I'm a professor of physics at the University of California, Davis. I work on both the CMS experiment at the LHC, and the CDF experiment at Fermilab's Tevatron. My recent interests have centered around searching for new signals of physics, which could indicate the existence of particles or forces that have never been seen before, by studying the production and properties of top quarks.

The top quark is the most recently discovered quark, having been found at Fermilab in 1995 by the CDF and D0 collaborations. We have studied it now for more than 15 years, but its peculiarly large mass makes it very interesting, and a great candidate to provide hints of what may lie beyond our current knowledge of the "Standard Model" of particle physics. I am also looking for new particles that mimic top quark signatures, such as hypothetical new heavy quarks. With the larger energies at the LHC, we have the opportunity to peer more deeply into unexplored territory than has ever been done before... and we are hoping to discover something exciting there!

I was born in Los Angeles but relocated with my family to the San Francisco Bay Area when I was six years old. I finally learned what physics was all about when I took an introductory course as a senior in high school. I was hooked! I had watched enough Carl Sagan movies to believe I wanted to become an astrophysicist. In college at U.C. San Diego, however, I learned about the science of fundamental particles and interactions, which could help explain the nature of matter. Furthermore, I discovered I could work during the summer at the Stanford Linear Accelerator Center (SLAC), and I had the chance to get my hands dirty in experimental particle physics. I haven't left since!

My graduate years were spent at Stanford University in Northern California, where I worked on several "fixed target" experiments at SLAC, studying the nature of the spin of the nucleons, by probing inside or protons and neutrons using a high energy electron beam. My postdoctoral work was completely different: I went to Fermilab near Chicago to work at the Tevatron, which collides beams of protons with anti-protons. I moved to U.C. Davis in 2004 and continued my work on CDF, but also joined the CMS experiment at the LHC.

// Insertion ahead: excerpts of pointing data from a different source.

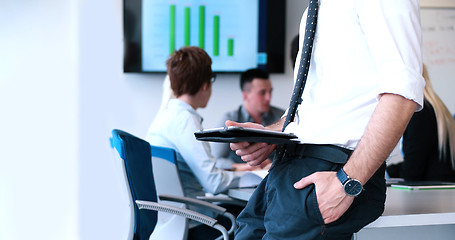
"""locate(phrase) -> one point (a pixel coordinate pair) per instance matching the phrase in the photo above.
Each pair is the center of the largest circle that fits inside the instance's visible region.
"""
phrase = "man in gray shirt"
(256, 93)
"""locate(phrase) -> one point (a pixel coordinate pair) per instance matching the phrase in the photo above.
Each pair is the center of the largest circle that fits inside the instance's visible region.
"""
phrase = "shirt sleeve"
(394, 36)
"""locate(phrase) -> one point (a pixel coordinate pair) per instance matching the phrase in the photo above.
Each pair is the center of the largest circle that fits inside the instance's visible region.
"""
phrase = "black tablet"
(240, 134)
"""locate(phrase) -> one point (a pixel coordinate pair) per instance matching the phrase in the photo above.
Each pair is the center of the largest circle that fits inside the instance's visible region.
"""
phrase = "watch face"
(352, 187)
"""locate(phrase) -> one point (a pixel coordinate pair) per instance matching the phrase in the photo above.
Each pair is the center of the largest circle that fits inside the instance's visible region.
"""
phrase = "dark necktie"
(296, 99)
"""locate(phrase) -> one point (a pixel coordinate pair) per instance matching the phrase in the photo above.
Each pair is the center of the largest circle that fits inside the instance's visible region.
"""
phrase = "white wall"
(38, 120)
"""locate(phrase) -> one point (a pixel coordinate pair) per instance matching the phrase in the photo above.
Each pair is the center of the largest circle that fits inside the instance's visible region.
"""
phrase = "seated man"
(257, 94)
(191, 79)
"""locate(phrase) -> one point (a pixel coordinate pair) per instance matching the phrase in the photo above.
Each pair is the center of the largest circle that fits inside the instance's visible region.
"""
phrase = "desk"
(417, 214)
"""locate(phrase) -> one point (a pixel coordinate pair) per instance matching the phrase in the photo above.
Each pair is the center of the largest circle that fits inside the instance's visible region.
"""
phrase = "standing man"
(364, 83)
(256, 93)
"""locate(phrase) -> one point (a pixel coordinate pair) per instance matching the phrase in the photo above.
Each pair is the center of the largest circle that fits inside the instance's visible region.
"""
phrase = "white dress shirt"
(362, 49)
(174, 128)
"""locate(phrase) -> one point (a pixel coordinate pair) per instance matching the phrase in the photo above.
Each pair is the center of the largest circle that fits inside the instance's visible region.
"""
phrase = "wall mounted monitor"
(237, 34)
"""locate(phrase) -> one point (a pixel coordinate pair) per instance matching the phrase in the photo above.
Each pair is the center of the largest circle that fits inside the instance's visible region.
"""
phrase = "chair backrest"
(136, 156)
(167, 181)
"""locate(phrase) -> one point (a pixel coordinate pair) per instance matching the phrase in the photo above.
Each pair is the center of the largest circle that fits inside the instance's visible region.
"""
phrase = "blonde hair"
(445, 121)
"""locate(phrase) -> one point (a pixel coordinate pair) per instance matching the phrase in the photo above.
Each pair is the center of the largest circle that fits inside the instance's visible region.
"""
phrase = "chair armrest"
(193, 201)
(204, 204)
(184, 213)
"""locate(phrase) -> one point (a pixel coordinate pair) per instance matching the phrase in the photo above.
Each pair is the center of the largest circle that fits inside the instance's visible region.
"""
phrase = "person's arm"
(387, 124)
(254, 153)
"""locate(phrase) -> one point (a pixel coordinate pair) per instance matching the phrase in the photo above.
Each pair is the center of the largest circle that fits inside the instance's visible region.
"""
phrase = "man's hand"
(332, 200)
(252, 153)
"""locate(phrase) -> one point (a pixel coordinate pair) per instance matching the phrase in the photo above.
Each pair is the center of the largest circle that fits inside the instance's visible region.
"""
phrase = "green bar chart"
(216, 35)
(218, 27)
(202, 27)
(171, 29)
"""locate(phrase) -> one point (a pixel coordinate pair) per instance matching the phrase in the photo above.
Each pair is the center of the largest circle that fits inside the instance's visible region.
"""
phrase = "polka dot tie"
(296, 99)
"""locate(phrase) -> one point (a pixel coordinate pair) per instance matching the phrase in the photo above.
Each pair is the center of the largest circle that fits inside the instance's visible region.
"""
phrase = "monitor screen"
(237, 34)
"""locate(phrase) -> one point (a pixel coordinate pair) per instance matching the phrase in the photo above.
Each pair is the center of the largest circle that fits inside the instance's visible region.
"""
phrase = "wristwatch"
(352, 187)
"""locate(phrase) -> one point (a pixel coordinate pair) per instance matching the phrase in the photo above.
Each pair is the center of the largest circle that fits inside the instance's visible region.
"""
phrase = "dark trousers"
(277, 210)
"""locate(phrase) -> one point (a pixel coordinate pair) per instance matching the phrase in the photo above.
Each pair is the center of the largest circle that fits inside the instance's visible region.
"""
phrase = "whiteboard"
(438, 30)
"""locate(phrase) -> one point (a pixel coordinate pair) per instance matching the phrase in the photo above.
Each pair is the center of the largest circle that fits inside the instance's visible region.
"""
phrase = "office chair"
(136, 156)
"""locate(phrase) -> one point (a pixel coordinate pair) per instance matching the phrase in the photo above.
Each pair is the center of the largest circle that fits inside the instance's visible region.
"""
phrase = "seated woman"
(428, 142)
(191, 78)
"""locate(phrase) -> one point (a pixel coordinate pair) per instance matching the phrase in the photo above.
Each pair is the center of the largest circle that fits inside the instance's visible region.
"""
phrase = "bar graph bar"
(171, 29)
(187, 23)
(224, 29)
(202, 27)
(230, 47)
(216, 35)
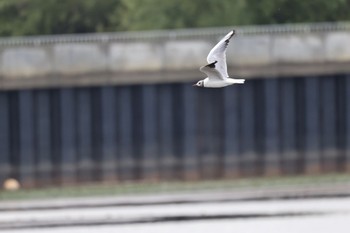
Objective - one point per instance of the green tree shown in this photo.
(160, 14)
(29, 17)
(296, 11)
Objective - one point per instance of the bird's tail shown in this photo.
(239, 81)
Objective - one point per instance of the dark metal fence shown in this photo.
(174, 131)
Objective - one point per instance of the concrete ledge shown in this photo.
(173, 56)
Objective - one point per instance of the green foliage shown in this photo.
(32, 17)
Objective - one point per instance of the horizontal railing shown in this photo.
(169, 56)
(173, 34)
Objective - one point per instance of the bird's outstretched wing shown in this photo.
(218, 53)
(211, 71)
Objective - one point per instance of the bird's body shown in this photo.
(216, 70)
(221, 83)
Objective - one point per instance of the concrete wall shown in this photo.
(171, 56)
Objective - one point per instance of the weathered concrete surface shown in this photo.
(169, 56)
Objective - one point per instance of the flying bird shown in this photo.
(216, 70)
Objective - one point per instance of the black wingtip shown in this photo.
(212, 65)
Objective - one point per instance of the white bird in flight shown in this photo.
(216, 70)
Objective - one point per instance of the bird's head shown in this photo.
(199, 84)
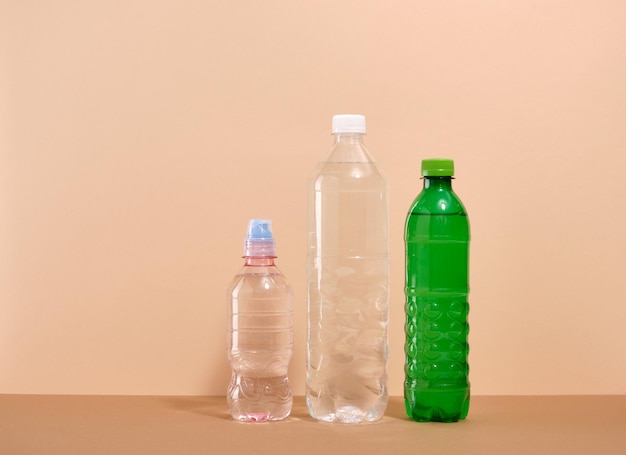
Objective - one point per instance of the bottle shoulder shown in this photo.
(260, 280)
(437, 202)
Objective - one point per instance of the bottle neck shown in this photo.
(438, 183)
(349, 148)
(263, 261)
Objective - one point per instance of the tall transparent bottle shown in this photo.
(260, 333)
(348, 276)
(437, 236)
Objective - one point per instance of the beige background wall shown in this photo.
(138, 137)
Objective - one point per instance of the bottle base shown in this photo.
(437, 405)
(349, 414)
(255, 399)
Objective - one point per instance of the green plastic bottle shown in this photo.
(437, 236)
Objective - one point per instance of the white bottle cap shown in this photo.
(348, 123)
(259, 242)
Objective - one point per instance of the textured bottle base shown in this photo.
(321, 409)
(253, 399)
(437, 405)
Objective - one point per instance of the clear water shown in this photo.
(260, 343)
(348, 294)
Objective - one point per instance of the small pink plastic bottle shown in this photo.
(260, 333)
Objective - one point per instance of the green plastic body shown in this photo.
(437, 236)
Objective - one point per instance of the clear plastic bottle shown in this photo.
(437, 239)
(348, 282)
(260, 333)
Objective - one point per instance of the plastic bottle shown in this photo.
(437, 239)
(348, 275)
(260, 335)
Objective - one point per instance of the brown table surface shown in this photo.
(91, 425)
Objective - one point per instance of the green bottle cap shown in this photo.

When I'm not doing research, teaching, traveling, mentoring students and postdocs, or doing professional or committee work (your duties do seem to expand quite a bit at the faculty level), I enjoy spending time with my young son, my husband, and my family. I have always been into sports, having participated in basketball, volleyball and track, and then a lot of aerobics while in college. Unfortunately these days I try hard to get a jog in 2-3 times per week, and I'm not always successful. I like water skiing, hiking, and snow skiing during the appropriate seasons as well. But the big surprise that I learned about myself, not ever considering myself a very "domestic" type, is that I love gardening. I discovered this as a postdoc, and I think it is in part because you can often see immediate results from your creativity and your work. In particle physics at times you have to wait days, or sometimes weeks, years, or decades, to see results from any given project. In the garden: maximum wait is a season... and you get to be outside!